Since you are not using any firewall rules disable connection tracking. It will save a good amount of memory and cpu.

I would also turn compression off for your pppoe clients to save extra processing power.

-Gerard

bbmj … just for reference… the ip address’s on the LAN interface ARE required. They provide our management layer to the CPE devices. They have nothing to do with the PPPoE termination.

Connection tracking is a big thing, if you turn it off, you should save quite a bit of CPU time.

You will also need v3 for dual core support. Good thought to try to upgrade to v3, and turn off connection tracking. See how that does.

Make sure you turn ON multi-processor support in v3 though, its not on by default.

i agree with bbmj i wouldn’t put (64.xx.xx.33) on interface E2-LAN and if this IP is required, i will change local address in PPPoE profile to any other free IP.

and i will disable change-tcp-mss since it create two dynamic mangle policy to every user.

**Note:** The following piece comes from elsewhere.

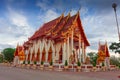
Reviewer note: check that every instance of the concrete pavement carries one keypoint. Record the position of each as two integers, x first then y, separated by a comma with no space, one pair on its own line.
13,73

Multi-processor on ROS v3 is not working: ROS just stops responding to PPPoE then hangs or reboots:
20:57:17 system,error,critical router was rebooted without proper shutdown

Under a not so heavy load (<200 users) even with multi-cpu turned off there’s a problem with dropped packets (5% or more).

Pity, but 3.0 looks like not really a release, but just another not so stable beta ;(

Maybe this is all with PPPoE. Again, we have clients running 300mbit routing ,not PPPoE using 3.0 and they save LOTS of CPU time by having multi-cpu on!

I understand you are saying its not working, but I don’t know if that is the cause of your issues. I have not had issues with it yet! But of course, most of the clients are not running 1500+ pppoe sessions. Just routing.

Well… just to post a reply to this topic. Here is what i’ve decided to do, with permission of my CTO.

~~ Hardware ~~
PowerRouter 732
• Dual-Core CPU (3.0GHz)
• 2gb DDR2 Memory
• Mikrotik ROS v3.0 (multi-cpu enabled)

~~ Interface Setup ~~
E1 → VLAN WAN LINK w/Public IP
E2 → PPPoE Interface w/VLANs
E3 → PPPoE Interface w/VLANs
E4 → PPPoE Interface w/VLANs

Because I can’t justify the 10+K that it will take to purchase load testing equipment for my lab, here is what i’m going to test, one step at a time…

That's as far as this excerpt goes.